The Kelvin-Helmholtz instability in weakly ionised plasmas II: multifluid effects in molecular clouds

TL;DR

This study investigates how multifluid magnetohydrodynamic effects, specifically ambipolar diffusion and the Hall effect, influence the nonlinear evolution of the Kelvin-Helmholtz instability in weakly ionised molecular clouds, revealing significant deviations from ideal MHD behavior.

Contribution

It extends previous work by analyzing the combined effects of ambipolar diffusion and the Hall effect on the Kelvin-Helmholtz instability in molecular clouds, highlighting nonlinear behavior changes.

Findings

Multifluid effects do not alter linear growth rates.

Ambipolar diffusion decouples magnetic fields from flow.

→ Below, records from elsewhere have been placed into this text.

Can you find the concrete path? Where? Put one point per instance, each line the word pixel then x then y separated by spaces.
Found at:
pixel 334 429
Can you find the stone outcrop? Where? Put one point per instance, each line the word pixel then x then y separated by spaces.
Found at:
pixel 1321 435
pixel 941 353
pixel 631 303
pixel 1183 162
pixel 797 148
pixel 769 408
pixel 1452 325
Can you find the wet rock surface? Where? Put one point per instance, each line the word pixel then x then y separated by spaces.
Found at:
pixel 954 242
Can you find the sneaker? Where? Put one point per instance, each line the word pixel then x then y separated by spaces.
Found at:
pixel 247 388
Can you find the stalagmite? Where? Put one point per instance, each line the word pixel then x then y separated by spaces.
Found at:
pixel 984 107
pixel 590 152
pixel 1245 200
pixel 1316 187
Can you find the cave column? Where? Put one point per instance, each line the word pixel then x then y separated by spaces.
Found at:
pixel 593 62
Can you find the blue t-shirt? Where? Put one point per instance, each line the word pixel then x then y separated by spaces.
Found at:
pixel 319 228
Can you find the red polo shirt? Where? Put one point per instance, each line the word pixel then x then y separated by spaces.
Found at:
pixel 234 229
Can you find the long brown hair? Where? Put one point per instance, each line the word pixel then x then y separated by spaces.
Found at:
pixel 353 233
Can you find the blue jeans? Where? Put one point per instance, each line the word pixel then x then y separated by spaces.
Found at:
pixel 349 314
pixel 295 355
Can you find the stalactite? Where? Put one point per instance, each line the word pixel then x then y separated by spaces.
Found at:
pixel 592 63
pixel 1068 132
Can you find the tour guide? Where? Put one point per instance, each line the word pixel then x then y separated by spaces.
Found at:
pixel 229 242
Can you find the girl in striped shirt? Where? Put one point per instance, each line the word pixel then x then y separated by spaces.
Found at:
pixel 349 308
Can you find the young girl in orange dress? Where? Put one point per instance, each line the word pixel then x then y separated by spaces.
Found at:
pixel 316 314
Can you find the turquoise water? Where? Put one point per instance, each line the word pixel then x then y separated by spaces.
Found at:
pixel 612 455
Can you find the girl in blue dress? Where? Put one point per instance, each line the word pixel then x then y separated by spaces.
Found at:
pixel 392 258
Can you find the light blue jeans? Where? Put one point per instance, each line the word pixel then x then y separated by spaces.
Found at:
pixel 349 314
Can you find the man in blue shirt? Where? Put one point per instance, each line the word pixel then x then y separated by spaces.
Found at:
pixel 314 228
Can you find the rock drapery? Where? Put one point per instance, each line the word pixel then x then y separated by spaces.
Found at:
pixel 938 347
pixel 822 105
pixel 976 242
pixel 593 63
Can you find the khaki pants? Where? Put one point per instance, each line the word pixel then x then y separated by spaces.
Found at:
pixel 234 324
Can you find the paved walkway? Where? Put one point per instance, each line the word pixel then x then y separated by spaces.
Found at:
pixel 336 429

Hall effect's re-orientation is suppressed by ambipolar diffusion.

Abstract

We present a study of the Kelvin-Helmholtz instability in a weakly ionised, multifluid MHD plasma with parameters matching those of a typical molecular cloud. The instability is capable of transforming well-ordered flows into disordered flows. As a result, it may be able to convert the energy found in, for example, bowshocks from stellar jets into the turbulent energy found in molecular clouds. As these clouds are weakly ionised, the ideal magnetohydrodynamic approximation does not apply at scales of around a tenth of a parsec or less. This paper extends the work of Jones & Downes (2011) on the evolution of the Kelvin-Helmholtz instability in the presence of multifluid magnetohydrodynamic effects. These effects of ambipolar diffusion and the Hall effect are here studied together under physical parameters applicable to molecular clouds. We restrict our attention to the case of a single shear layer with a transonic, but super-Alfvenic, velocity jump and the computational domain is chosen to match the wavelength of the linearly fastest growing mode of the instability. We find that while the introduction of multifluid effects does not affect the linear growth rates of the instability, the non-linear behaviour undergoes considerable change. The magnetic field is decoupled from the bulk flow as a result of the ambipolar diffusion, which leads to a significant difference in the evolution of the field. The Hall effect would be expected to lead to a noticeable re-orientation of the magnetic field lines perpendicular to the plane. However, the results reveal that the combination with ambipolar diffusion leads to a surprisingly effective suppression of this effect.